The swift object store is being used as the central API for storing and querying results. This ensures that logs are kept safe in a redundant non-SPOF storage, and we do not keep primary data in any cloud instance. Thus we can completely re-deploy the whole system (or any part of it can fatally fail) without losing test results and logs. Swift also provides a flexible API for querying particular results so that consumers (like web interfaces for result browsing, report builders, or proposed-migration) can easily find results based on releases, architectures, package names, and/or time stamps. For this purpose the containers are all publicly readable and browsable, so that no credentials are needed.

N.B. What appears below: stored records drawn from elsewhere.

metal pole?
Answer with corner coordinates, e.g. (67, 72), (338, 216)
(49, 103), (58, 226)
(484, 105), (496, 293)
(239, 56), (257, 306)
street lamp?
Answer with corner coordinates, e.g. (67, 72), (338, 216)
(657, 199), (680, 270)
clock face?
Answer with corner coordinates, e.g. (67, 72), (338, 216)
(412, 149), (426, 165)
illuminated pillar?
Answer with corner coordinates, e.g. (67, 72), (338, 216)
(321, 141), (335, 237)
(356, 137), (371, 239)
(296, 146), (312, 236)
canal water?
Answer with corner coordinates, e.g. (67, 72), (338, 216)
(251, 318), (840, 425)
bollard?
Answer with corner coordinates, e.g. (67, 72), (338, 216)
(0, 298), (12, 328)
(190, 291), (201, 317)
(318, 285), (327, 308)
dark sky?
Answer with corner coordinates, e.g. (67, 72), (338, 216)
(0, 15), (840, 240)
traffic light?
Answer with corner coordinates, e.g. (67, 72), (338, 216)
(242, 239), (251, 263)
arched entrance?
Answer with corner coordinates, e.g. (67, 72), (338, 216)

Logs and artifacts are stored in one container adt-release for every release, as we want to keep the logs throughout the lifetime of a release and thus it's easy to remove them after EOLing. In order to allow efficient querying and polling for new results, the logs are stored in this (pseudo-)directory structure:

  • /release/architecture/prefix/sourcepkg/YYYYMMDD_HHMMSS@/autopkgtest_output_files

"prefix" is the first letter (or first four letters if it starts with "lib") of the source package name, as usual for Debian-style archives. Example: /trusty/amd64/libp/libpng/20140321_130412@/log.gz

The '@' character is a convenient separator for using with a container query's delimiter=@ option: With that you can list all the test runs without getting the individual files for each run.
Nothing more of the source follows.